IA for People : inclusion, talents et services essentiels
La séquence “IA for People” a mis l’accent sur l’inclusion sociale, la formation et l’accès équitable aux technologies, en particulier dans les secteurs de la santé, de l’éducation et de l’agriculture, des réponses à des besoins essentiels qui ne peuvent être développés que localement.
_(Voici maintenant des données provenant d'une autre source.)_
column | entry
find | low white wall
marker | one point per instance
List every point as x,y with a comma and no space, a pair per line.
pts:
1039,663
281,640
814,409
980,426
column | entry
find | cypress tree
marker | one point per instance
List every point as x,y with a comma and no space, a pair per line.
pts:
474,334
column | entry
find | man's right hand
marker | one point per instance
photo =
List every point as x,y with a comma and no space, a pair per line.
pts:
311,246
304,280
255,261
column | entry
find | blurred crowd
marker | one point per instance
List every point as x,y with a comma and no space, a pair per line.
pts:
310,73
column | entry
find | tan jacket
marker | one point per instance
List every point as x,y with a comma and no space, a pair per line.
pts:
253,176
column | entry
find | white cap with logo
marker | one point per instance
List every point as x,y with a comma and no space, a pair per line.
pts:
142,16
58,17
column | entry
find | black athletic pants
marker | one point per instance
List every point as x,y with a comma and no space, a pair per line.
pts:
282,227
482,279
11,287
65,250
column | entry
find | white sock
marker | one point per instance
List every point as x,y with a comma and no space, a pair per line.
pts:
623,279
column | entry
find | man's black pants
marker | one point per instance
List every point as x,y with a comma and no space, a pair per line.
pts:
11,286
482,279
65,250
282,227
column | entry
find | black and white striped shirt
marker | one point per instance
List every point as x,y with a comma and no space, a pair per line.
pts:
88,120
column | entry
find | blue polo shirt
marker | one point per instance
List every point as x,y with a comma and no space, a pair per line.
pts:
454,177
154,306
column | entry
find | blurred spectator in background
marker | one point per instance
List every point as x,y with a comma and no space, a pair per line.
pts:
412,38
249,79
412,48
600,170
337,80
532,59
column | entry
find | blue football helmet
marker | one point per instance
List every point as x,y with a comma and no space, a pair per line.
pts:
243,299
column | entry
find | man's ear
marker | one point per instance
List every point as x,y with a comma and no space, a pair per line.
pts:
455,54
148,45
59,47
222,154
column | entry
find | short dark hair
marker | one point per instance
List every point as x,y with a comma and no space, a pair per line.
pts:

Plusieurs initiatives emblématiques ont été présentées, comme Afrikanda, pour lutter contre le trafic de faux médicaments, Bibliothèques Sans Frontières, qui développe des solutions d’IA frugales et hors ligne ou encore Wadhwani AI, sur des cas d’usage concrets en santé publique et agriculture pour des populations peu connectées.
Coopération internationale – AI for Progress: passer du dialogue à l’action
La table ronde finale, animée par Cassilde Brenière et consacrée à la coopération internationale et à la manière dont la solidarité internationale en matière d’IA est un horizon de progrès, a rappelé l’urgence de transformer les échanges multilatéraux en actions concrètes.
Les discussions ont convergé autour de plusieurs priorités :
placer les pays émergents au cœur de la gouvernance mondiale de l’IA,
mutualiser les investissements dans les infrastructures numériques,
renforcer la coopération entre les secteurs publics et privés
soutenir les start-ups et l’innovation locale,
renforcer la formation, en particulier des jeunes
Lacina Koné, directeur général de l’alliance interétatique Smart Africa, a insisté sur le rôle à jouer des opérateurs de télécommunications, pour étendre la connectivité, mais aussi la volonté des pouvoirs publics. « Il s’agit de faire des choix, non pas de créer des murs. Nous pouvons concevoir une IA souveraine, qui nous parle ! », a-t-il plaidé.
Ce pré-sommet a posé quelques bases pour le développement d’une IA plus juste, inclusive et durable, dans laquelle la coopération entre l’Afrique, l’Inde et l’Europe est essentielle. Pour que l’intelligence artificielle ne reste pas une technologie maitrisée par quelques-uns, mais bien un accélérateur d’une transformation juste et durable, partout dans le monde.